Of course, without the details about the potential function, this question cannot be answered. There is a big problem, besides that I cannot elegantly type it out in latex. There is a ton of lemmas that logically weave this proof. So, I assume that you have the text with you. Just in case if all of this is obvious to you, here are the fundamentals.

A really really big function:
1st arg -> subscript (denotes the "level" (the notation also seems to be native within the book))
2nd arg -> superscript (denotes the number iterations of the same function)
3rd arg -> the actual input

$A(0,1, j) = j+1$
$A(k,1, j) = A(k-1,j+1,j) \mid k \ge 1$

its inverse for j = 1:
$alpha(n) = \min\{k : A(k,1,1) \ge n\}$

two auxiliary functions needed to define potential function:
//note that x is the node and x.p is its parent node, x.rank is its rank (the thing that increments monotonically traversing up)
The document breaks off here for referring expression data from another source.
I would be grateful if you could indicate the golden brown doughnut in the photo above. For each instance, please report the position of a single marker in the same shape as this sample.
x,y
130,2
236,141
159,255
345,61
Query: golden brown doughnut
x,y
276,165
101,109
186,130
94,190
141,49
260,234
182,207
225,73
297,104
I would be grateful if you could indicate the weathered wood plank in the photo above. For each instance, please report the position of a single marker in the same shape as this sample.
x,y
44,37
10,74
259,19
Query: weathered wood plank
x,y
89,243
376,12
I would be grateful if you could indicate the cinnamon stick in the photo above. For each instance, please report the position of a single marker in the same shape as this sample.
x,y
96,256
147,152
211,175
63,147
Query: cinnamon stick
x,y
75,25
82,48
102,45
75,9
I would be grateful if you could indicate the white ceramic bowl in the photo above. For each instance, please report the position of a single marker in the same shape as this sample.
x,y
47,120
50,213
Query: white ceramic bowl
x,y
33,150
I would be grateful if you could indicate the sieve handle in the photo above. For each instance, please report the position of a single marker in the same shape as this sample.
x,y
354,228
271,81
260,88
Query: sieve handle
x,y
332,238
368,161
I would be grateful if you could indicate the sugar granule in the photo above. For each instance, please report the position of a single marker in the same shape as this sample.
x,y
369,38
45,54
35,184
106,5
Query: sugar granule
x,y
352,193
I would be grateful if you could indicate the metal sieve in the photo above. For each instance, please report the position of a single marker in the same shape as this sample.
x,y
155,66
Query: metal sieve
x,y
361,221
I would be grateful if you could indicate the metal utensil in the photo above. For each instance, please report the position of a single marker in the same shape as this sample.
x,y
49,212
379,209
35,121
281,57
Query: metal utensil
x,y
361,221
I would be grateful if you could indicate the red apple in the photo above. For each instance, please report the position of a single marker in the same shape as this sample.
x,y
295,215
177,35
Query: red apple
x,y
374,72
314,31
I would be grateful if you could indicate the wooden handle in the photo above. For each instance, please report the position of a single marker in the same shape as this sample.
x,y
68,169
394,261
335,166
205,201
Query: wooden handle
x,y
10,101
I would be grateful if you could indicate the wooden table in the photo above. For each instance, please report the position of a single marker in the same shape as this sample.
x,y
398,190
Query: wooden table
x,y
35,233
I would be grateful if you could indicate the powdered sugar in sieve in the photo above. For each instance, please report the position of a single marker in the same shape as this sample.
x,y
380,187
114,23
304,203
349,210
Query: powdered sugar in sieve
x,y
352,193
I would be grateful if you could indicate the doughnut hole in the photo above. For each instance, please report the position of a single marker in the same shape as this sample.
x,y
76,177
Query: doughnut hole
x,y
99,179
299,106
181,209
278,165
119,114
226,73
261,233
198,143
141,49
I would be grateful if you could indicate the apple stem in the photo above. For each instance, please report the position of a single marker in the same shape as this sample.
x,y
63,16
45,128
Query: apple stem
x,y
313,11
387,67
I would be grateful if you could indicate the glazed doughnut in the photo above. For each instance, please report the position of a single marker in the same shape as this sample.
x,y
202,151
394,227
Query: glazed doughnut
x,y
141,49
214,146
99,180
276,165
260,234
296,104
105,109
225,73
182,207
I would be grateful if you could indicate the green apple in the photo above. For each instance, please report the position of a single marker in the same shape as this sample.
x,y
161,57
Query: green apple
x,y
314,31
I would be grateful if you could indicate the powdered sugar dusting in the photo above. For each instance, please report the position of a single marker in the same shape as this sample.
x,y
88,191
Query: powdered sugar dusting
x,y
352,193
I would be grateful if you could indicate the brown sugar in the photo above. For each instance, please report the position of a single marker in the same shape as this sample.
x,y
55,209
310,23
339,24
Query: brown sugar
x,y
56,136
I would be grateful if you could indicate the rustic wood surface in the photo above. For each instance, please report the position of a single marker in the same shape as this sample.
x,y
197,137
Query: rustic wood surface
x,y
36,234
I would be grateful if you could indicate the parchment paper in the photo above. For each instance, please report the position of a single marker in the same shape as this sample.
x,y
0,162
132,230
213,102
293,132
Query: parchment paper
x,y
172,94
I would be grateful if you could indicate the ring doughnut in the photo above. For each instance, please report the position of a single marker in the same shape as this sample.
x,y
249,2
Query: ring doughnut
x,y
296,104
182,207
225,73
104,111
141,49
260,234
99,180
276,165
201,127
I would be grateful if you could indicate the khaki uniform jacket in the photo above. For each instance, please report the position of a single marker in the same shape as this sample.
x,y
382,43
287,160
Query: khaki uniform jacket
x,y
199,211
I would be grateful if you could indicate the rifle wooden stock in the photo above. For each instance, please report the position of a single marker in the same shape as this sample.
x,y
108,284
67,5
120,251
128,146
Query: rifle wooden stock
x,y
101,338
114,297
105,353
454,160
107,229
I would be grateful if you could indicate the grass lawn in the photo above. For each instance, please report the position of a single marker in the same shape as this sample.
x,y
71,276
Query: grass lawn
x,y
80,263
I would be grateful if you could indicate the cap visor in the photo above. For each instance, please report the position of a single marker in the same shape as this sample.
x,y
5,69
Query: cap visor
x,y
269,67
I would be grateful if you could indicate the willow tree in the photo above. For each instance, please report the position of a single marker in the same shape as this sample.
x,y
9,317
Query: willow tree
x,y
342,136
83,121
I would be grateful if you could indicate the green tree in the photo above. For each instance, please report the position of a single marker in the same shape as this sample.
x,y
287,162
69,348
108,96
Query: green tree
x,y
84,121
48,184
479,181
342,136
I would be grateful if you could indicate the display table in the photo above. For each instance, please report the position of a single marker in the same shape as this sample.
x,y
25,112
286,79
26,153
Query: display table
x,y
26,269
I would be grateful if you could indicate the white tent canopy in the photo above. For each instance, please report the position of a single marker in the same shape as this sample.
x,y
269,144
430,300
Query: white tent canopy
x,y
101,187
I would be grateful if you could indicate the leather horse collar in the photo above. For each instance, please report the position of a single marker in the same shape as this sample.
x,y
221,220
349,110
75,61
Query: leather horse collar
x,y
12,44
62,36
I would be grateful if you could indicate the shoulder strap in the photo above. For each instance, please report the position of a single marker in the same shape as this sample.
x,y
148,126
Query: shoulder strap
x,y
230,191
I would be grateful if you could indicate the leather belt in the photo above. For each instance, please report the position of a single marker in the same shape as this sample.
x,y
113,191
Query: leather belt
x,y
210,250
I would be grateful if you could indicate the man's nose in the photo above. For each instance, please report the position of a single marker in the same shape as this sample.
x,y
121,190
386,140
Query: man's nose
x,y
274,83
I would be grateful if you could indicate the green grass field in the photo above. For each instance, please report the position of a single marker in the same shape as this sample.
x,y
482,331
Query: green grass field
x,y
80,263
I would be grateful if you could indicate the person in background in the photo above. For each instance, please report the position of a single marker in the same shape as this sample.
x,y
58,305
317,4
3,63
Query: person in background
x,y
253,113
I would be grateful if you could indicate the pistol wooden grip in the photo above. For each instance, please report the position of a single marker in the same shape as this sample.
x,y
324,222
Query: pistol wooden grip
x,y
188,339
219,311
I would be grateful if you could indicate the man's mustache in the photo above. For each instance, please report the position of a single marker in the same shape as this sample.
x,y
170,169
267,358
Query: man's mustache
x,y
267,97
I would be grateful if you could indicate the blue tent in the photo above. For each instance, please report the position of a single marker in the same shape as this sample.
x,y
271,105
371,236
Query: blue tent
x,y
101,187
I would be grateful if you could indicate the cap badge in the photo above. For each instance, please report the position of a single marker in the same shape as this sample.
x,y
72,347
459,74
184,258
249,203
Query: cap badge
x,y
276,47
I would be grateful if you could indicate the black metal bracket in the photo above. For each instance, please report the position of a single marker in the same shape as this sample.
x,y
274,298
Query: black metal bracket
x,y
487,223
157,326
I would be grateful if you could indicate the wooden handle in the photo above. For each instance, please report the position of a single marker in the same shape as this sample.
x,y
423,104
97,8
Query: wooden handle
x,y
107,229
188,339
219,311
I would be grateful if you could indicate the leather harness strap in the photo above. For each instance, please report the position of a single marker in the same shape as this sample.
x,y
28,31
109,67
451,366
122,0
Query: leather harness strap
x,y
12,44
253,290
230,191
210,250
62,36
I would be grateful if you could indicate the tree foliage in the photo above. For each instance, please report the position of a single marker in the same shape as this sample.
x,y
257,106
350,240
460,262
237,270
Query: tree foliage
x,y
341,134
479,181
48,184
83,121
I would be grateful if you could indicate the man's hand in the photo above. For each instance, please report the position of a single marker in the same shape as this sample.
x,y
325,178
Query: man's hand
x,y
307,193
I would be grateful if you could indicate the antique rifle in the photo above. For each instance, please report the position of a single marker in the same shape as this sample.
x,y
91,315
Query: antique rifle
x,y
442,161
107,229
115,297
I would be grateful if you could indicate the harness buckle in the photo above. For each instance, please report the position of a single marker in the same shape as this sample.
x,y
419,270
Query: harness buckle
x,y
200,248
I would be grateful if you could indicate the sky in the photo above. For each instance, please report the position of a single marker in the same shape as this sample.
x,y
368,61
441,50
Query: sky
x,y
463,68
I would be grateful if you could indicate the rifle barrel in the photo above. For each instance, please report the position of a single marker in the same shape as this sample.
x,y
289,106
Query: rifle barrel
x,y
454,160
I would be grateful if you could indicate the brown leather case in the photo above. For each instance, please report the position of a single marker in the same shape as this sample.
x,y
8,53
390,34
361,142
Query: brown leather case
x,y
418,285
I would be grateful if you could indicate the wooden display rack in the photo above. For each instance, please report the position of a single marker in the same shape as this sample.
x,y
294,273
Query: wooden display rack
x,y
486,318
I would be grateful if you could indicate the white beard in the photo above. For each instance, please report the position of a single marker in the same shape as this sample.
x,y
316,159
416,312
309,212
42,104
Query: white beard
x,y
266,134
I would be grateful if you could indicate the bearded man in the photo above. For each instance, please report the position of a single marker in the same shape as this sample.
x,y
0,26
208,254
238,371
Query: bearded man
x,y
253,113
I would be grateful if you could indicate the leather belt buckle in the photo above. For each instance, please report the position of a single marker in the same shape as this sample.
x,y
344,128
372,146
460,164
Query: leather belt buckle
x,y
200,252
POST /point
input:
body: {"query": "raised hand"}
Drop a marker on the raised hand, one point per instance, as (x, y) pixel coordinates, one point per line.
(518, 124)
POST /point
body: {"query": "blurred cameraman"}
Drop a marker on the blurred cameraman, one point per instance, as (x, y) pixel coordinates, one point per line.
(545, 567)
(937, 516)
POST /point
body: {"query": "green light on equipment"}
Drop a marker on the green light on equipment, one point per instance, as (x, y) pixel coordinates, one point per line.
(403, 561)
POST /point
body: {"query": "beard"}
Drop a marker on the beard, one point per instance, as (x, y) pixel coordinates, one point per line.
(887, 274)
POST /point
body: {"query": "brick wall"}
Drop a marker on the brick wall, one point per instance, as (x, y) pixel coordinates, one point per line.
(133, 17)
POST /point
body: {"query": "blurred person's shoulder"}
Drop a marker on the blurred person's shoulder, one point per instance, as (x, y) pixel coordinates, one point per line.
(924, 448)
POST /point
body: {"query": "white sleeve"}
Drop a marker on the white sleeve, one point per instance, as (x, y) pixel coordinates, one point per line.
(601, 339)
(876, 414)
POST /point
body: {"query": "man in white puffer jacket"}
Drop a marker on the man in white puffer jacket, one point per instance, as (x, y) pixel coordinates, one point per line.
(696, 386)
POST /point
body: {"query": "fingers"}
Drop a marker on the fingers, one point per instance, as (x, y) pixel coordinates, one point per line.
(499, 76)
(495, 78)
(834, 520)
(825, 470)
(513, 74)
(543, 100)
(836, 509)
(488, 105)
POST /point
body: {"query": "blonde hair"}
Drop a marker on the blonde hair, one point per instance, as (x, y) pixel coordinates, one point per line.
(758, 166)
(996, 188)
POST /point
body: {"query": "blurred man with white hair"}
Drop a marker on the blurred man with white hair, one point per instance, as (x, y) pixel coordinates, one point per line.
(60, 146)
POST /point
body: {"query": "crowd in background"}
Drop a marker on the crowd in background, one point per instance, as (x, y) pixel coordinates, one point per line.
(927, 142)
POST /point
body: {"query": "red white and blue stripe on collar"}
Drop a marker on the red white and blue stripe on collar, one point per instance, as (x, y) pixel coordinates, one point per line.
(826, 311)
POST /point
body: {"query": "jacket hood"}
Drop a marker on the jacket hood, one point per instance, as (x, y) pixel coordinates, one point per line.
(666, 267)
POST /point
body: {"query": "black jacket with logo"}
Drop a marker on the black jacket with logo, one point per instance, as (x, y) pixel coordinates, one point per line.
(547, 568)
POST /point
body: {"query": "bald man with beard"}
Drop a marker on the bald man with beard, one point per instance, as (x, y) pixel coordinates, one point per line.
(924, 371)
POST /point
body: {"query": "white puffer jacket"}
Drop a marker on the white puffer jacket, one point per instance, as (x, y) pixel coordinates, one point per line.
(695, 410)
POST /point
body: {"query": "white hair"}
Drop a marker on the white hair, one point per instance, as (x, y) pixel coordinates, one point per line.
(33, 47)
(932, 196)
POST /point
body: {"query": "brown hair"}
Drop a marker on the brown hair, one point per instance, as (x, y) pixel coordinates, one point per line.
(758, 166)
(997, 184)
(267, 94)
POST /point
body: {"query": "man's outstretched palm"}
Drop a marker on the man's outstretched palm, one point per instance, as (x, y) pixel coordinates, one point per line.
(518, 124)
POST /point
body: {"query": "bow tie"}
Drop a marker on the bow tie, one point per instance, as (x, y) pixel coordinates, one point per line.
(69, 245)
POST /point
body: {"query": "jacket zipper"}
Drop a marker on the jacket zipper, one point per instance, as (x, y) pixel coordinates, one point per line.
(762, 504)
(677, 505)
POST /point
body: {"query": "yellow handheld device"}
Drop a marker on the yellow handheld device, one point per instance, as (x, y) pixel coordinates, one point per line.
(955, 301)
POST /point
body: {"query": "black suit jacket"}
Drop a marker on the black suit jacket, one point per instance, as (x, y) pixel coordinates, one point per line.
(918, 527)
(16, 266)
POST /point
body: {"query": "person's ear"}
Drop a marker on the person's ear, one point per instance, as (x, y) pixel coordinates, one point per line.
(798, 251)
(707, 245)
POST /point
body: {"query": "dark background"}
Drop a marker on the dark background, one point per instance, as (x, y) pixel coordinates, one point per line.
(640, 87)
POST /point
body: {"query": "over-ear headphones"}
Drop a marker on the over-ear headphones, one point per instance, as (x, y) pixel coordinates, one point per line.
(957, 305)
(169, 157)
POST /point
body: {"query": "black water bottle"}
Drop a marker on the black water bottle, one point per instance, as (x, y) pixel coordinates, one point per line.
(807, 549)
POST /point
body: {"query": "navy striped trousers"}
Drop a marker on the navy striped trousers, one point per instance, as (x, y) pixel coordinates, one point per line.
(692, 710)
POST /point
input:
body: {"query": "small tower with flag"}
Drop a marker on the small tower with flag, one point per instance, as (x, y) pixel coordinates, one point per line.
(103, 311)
level(x) = max {k: x.p.rank >= A(k,1,x.rank)}
iter(x) = max {i: x.p.rank >= A(level(x), i, x.rank)}

The potential function is then defined as:
//n is node count, q is the qth operation in the system, x is the node

phi(q,x) = alpha(n) * x.rank ; if x is not a root or x.rank = 0
phi(q,x) = (alpha(n) - level(x)) * x.rank - iter(x) ; if x is not a root and x.rank >= 1

Again, I emphasize that this question is really specific about the literature because it is not so obvious as to how all this and the $alpha(n)+2$ path length is necessary to prove the bound. But, I am open to other proofs where the find-set(x) subroutine (the one which compresses the path in after finding the root) is a superconstant.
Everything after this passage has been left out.